Regarding vertical seatpost: The first generation of the Felt TK1 came with two seatposts one with a normal setback clamp and the other with a much more forward clamp. I thought that was brilliant. I assume that this is from the Felt DA from which the TK1 seems to be modeled.

Forward seatpost option:
http://tsutaoka.com/wp-content/uploa...4/Felt-TK1.jpg

Setback seatpost option:
http://autobus.cyclingnews.com/photo...0110123523.jpg

That would easily solve that issue for Cervelo as well. People have been buying straight or setback seatposts for decades to address the same problem. I have both styles of Thomson seatposts for that same reason, and I'd rather have 2 that one with a sliding rail.

That first gen seatpost for the TK1 had a different issue, though.
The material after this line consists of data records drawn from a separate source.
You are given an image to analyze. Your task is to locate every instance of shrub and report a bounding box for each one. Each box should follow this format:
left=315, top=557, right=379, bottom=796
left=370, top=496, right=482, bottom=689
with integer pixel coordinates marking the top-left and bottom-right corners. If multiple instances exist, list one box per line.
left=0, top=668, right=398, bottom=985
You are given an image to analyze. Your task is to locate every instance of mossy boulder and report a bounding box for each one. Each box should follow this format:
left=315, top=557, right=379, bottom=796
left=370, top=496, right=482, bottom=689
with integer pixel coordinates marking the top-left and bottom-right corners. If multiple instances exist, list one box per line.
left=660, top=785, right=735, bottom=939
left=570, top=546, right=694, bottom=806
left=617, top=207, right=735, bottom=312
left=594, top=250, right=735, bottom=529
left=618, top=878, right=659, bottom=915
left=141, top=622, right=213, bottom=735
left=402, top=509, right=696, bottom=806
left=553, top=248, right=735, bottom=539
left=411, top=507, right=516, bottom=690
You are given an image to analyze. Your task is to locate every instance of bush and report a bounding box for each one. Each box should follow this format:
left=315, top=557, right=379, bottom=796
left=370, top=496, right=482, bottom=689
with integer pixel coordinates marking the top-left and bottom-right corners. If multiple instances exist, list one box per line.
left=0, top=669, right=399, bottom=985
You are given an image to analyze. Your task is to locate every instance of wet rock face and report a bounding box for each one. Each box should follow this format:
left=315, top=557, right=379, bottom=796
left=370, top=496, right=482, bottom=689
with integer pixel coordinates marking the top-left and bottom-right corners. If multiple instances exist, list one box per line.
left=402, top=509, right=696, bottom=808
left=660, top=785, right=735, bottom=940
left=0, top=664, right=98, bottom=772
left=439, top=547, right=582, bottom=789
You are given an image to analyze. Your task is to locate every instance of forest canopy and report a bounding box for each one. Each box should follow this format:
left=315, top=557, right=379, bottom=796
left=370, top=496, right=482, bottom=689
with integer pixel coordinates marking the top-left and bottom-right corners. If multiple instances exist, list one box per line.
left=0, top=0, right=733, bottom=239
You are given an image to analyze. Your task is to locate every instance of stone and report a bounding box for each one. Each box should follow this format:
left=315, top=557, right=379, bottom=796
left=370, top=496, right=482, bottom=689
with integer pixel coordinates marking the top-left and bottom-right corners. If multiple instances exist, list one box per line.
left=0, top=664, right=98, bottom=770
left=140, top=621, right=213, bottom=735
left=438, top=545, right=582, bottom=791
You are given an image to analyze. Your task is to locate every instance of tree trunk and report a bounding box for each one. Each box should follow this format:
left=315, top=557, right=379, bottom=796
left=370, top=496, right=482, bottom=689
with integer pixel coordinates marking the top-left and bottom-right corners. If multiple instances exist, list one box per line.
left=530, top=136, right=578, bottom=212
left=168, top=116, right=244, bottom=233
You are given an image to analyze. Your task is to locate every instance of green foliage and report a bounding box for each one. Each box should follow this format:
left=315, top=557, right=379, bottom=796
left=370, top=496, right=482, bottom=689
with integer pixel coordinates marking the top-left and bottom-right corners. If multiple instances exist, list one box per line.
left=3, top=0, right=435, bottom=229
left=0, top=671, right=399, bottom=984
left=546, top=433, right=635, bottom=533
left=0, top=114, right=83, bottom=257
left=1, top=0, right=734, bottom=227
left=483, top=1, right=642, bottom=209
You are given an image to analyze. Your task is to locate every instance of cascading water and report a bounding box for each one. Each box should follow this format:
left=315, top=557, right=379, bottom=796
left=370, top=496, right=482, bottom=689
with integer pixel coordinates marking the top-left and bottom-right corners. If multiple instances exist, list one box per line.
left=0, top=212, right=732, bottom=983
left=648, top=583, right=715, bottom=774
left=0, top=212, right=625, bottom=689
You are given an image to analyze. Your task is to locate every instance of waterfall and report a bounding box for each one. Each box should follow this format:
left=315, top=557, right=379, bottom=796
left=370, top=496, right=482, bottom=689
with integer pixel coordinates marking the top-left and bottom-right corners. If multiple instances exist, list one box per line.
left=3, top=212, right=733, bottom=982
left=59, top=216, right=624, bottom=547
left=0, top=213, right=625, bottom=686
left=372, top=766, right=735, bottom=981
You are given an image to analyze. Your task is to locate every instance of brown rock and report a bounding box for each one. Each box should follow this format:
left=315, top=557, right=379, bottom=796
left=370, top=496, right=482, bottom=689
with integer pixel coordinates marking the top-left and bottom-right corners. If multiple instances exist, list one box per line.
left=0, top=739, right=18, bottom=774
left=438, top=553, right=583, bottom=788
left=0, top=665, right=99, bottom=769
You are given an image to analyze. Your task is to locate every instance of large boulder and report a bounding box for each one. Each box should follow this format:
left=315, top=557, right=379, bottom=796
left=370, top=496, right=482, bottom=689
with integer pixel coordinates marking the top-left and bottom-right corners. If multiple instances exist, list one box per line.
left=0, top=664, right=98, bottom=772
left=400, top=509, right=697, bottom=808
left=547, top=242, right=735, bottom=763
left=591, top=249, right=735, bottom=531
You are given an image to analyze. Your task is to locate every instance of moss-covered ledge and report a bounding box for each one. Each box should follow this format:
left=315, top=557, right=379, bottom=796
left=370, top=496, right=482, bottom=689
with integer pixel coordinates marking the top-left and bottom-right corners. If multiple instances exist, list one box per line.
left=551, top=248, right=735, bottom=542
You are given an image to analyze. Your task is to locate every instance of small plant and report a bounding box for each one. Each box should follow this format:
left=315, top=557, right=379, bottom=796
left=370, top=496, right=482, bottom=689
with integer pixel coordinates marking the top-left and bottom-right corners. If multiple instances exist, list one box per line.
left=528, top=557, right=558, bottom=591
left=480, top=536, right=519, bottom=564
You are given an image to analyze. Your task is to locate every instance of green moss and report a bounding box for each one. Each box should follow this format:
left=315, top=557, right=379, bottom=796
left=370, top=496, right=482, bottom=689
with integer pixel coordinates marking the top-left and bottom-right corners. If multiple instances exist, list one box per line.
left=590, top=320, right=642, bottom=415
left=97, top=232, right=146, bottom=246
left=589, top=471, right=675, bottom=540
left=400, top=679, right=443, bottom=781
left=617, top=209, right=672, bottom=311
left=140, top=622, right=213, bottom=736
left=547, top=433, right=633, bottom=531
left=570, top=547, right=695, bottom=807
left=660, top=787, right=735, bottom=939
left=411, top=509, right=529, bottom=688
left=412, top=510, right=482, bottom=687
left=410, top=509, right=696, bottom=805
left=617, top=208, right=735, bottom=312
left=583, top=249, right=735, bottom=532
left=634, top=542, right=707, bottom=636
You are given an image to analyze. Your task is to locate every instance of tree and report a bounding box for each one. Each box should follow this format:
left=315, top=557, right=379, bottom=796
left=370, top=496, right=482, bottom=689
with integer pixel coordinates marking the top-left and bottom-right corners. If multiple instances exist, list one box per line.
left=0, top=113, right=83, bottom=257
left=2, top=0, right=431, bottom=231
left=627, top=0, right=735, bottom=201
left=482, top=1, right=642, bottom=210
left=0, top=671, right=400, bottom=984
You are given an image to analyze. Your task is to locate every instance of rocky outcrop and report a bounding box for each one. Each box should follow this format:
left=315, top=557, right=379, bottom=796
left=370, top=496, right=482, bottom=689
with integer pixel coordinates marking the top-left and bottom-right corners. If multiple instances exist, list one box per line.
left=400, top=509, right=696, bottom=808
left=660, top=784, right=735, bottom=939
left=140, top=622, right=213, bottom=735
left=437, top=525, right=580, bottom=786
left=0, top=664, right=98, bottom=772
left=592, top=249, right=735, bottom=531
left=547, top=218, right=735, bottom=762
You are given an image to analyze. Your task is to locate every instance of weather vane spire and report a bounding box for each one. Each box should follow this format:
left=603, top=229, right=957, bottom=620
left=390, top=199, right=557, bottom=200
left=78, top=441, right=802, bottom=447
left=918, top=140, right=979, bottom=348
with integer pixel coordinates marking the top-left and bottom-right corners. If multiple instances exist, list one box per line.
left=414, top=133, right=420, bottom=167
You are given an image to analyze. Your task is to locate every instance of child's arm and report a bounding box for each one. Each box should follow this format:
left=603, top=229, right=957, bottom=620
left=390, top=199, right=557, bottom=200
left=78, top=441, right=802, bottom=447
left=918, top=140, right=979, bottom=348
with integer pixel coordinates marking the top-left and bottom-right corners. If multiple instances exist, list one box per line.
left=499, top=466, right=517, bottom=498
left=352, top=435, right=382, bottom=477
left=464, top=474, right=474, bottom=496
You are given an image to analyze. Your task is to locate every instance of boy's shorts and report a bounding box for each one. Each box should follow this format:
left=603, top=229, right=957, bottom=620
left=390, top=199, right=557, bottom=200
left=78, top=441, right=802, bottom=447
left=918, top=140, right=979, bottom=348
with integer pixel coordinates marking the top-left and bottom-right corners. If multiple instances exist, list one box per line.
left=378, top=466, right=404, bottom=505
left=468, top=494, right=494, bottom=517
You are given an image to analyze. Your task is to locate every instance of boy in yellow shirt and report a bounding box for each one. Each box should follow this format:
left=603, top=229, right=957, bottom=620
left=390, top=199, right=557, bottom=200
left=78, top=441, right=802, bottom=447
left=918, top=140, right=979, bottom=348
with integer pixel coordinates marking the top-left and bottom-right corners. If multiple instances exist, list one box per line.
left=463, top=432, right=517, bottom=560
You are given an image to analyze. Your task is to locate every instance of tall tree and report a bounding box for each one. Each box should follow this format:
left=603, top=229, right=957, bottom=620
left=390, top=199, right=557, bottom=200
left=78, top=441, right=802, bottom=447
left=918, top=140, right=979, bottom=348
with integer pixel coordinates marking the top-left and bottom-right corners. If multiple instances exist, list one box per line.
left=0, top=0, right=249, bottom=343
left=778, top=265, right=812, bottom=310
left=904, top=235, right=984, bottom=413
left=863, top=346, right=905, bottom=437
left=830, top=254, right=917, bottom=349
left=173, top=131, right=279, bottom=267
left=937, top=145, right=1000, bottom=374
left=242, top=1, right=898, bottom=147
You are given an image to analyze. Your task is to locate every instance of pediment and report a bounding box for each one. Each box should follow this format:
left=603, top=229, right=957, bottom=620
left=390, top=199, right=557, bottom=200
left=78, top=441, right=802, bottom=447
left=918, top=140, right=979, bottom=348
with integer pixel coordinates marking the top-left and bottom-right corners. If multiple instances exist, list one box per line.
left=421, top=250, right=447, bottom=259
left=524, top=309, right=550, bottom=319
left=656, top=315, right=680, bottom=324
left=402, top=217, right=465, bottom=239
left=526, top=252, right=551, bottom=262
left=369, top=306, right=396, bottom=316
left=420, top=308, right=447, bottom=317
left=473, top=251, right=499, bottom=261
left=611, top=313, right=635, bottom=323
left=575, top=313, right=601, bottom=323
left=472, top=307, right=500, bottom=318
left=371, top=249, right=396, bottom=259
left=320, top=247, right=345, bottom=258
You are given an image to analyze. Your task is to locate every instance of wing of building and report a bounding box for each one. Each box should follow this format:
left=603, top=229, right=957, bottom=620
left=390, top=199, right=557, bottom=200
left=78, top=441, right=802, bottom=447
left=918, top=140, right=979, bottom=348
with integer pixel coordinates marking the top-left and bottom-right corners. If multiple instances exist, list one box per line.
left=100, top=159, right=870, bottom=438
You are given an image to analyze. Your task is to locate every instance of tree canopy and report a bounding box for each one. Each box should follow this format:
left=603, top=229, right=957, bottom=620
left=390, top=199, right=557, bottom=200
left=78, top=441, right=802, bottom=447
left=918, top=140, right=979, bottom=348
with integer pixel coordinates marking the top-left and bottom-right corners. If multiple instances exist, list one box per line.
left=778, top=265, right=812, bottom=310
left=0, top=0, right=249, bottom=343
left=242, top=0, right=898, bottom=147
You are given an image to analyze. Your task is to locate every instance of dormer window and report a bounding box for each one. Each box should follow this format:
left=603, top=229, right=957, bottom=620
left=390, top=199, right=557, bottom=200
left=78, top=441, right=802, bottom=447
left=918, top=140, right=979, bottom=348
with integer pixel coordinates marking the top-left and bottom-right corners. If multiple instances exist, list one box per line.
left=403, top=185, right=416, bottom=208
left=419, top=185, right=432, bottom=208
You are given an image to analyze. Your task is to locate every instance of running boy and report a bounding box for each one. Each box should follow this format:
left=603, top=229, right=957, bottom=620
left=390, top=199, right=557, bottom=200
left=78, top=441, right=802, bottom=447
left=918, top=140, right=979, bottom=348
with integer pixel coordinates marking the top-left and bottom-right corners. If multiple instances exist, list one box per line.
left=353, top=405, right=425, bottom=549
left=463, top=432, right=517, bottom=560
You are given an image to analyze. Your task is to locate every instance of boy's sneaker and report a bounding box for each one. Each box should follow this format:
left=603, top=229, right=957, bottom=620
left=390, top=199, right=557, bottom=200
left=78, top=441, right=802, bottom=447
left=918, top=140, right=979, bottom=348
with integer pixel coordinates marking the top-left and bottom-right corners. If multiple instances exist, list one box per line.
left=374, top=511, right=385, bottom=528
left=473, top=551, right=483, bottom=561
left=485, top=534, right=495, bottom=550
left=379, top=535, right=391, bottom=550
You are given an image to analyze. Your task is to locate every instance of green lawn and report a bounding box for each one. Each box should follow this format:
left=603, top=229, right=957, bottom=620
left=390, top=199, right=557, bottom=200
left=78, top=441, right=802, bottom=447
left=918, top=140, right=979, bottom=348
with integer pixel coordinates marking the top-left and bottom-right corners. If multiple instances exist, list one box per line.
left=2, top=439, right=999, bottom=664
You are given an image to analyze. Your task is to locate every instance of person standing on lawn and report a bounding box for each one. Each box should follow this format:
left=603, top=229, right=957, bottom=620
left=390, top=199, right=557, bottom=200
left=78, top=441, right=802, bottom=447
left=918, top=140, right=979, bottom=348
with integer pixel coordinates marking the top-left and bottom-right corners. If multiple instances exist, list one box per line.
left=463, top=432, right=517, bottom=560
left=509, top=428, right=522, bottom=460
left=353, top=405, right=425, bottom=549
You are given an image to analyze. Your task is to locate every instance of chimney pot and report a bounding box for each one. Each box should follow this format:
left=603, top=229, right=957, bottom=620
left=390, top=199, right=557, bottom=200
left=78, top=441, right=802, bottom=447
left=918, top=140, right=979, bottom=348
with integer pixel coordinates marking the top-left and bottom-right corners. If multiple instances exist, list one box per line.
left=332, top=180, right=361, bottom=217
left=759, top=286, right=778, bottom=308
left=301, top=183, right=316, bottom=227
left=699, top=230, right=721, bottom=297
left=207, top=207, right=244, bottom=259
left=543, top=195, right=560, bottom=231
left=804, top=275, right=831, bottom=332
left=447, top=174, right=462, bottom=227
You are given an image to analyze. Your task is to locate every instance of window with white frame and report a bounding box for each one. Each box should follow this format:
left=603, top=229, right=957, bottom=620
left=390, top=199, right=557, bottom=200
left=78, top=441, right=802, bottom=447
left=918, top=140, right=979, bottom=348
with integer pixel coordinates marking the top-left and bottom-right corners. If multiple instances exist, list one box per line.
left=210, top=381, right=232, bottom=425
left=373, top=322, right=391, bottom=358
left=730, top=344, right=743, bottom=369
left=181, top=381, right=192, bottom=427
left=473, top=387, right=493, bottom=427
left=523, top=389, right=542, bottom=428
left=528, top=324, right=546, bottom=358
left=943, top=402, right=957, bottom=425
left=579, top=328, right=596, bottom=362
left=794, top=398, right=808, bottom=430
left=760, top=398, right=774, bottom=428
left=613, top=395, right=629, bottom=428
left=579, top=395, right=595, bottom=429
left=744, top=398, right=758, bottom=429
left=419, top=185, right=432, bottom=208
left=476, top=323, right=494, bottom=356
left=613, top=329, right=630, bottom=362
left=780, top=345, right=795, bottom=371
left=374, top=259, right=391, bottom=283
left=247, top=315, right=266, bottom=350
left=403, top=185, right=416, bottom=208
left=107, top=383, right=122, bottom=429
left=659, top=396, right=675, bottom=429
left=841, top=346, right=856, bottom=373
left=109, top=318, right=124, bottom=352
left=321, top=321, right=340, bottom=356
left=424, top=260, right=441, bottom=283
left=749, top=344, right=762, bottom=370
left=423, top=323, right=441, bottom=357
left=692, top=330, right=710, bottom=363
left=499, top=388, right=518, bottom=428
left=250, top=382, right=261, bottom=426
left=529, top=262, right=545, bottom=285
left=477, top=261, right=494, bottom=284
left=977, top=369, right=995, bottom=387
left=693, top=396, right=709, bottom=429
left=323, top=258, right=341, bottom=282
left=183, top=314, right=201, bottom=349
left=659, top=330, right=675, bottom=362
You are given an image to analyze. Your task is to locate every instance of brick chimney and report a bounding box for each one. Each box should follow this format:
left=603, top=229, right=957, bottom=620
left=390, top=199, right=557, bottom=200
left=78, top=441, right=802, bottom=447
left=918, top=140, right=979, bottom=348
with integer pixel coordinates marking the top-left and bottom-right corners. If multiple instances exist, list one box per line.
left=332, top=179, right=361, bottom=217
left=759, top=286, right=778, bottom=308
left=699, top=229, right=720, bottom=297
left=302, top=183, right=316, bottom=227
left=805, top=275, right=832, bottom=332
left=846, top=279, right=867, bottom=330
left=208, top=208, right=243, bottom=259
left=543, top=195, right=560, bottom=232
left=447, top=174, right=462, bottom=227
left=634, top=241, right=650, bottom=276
It was a "traditional" aero seatpost, not like the current dead-stop post on the TK1 today. It was also traditional in that it slipped down into the frame.


Originally Posted by sarals (Post 19883641)
[MENTION=34156]carleton[/MENTION], maybe all of those design "flubs" are why the thing is only $1600 complete.

I'm toying with the idea of a pursuit bike for next season to go along with my Giant. The Blue looked intriguing because it is CHEAP, it has what appear to be decent wheels, a decent crankset (and it's 144 BCD so different maker's chainrings could be used), a decent cockpit, and decent geometry. I did notice the seatpost, though, and it made me wonder. Which is why I posted it with the remark "opinions". I was pretty sure I'd get a good set of responses about it.

"Cheap" and "Inexpensive" are different things. I prefer inexpensive :D

Not to say that the Blue is cheap. The Blue bikes that I've seen were well-made.

Sarals, I recall you being a shorter rider. You may not weigh enough or make enough force for these things to matter. That being said, I've seen small riders wrestle with Serenity posts.


Originally Posted by sarals (Post 19883760)
Speaking of Cervelo's and slipping saddles...

https://www.youtube.com/watch?v=r5NFGV0aLY4&t=501s

I think she broke the clamp when she flopped back on to the saddle after the bike throw. I've seen 2 saddles fall off on the track in person. It's definitely a thing that happens. This is why I like strong seatposts and the related parts.

sarals 09-24-17 09:58 PM

[MENTION=34156]carleton[/MENTION], I am a smaller rider, yes. I don't make the kind of power that would pull my cleats out of my pedals, either. ;)

I completely understand "cheap" vs. "inexpensive". And I agree with you! I've seen an aluminum Blue track bike, my training partner has an older one, and it seems quite nice. I've never seen one of their carbon offerings.